I have found that I prefer the books instead of the movies. We don’t discuss the movies in our book club because we have 2 members who aren’t avid television watchers. I would hate to ask them to watch a movie, knowing that it wouldn’t be pleasurable. They treasure the books as I do. Although I think there is one exception to this: Gone With The Wind.

So many books, so little time!!!

Waiting for next months letter!!

Deborah: For the most part, my book club has chosen good books to read and discuss. My favorites have been A Man Called Ove, Heft (rather obscure but full of character development), The Nightingale and The Stars Are Fire. I think we tend to relate to quirky characters and those who find strengths they didn’t know they had when facing challenging circumstances.

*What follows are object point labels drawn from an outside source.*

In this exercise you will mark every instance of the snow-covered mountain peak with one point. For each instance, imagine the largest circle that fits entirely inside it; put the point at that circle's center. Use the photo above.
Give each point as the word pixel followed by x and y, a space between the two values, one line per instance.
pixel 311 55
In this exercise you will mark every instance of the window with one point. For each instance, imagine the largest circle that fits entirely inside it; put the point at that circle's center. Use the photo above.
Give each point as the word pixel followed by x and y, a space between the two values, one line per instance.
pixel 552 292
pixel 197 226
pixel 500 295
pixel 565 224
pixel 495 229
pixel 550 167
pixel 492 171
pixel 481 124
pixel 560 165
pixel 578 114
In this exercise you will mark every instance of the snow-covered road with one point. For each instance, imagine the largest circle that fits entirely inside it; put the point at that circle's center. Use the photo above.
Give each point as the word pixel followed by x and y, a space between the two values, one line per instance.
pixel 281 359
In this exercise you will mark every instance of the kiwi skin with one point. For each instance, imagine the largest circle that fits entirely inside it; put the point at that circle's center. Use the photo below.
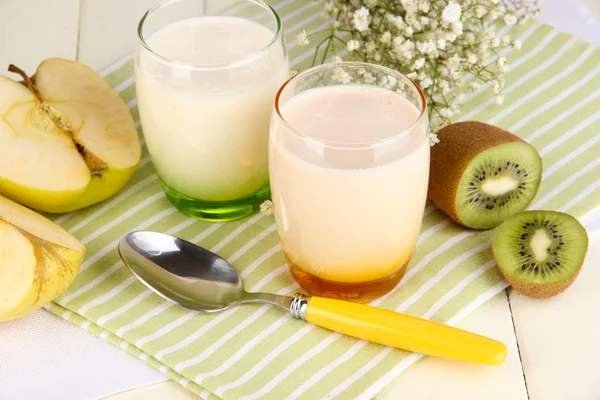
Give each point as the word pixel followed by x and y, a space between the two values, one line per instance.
pixel 541 291
pixel 460 142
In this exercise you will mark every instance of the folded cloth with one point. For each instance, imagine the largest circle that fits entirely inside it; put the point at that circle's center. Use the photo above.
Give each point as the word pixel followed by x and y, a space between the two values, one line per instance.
pixel 258 351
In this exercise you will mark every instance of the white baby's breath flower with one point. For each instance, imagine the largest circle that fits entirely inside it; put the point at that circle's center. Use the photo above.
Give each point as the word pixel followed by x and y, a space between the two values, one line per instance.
pixel 453 61
pixel 433 139
pixel 360 19
pixel 450 36
pixel 370 47
pixel 453 41
pixel 457 27
pixel 353 45
pixel 452 12
pixel 386 37
pixel 480 11
pixel 510 19
pixel 399 22
pixel 418 64
pixel 388 82
pixel 444 85
pixel 516 44
pixel 340 75
pixel 266 208
pixel 302 38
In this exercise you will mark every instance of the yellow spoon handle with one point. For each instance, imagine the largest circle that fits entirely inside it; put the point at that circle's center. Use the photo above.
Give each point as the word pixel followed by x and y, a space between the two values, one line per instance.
pixel 403 331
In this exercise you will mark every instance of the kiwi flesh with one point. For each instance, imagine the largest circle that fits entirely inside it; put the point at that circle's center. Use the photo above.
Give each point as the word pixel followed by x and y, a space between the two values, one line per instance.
pixel 540 253
pixel 481 174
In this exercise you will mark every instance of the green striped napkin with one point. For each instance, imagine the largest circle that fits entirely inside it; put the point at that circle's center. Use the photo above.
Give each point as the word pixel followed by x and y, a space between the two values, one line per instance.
pixel 258 351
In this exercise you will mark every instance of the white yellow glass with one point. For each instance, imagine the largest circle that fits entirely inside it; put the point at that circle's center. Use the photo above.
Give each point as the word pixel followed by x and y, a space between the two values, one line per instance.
pixel 207 72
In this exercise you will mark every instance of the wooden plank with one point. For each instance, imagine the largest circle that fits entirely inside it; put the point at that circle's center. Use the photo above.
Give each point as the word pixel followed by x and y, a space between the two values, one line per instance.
pixel 109 29
pixel 33 30
pixel 437 379
pixel 558 337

jlehner: A friend once told me that a book club can ruin a perfectly fine book and I have found that to be true. I love to receive book suggestions though so was interested in hearing about the Silent Book Clubs. I will use your monthly suggestions to fill that need

Janis: “Kindred” by Octavia Butler. A modern black woman is suddenly jerked back in time to the Antebellum south. It opened new thoughts and questions for me, as well as inspiring interesting conversations.

Joan: Hi Graeme
Thank you again for your welcome newsletter.
On the subject of children’s novels, I was a devoted fan of Enid Blyton.
Devoured everything by her.
As for book clubs. They usually meet once a month to discuss that
months book. But I read too many in one month, I would have forgotten
about the chosen book when they next met. So that’s out for me.
One of my favourite authors now is Tim Weaver. Have you read any of his?
I love him, and have just finished his latest, his ninth I believe, called
You Were Gone. I really enjoyed it, he never lets you down.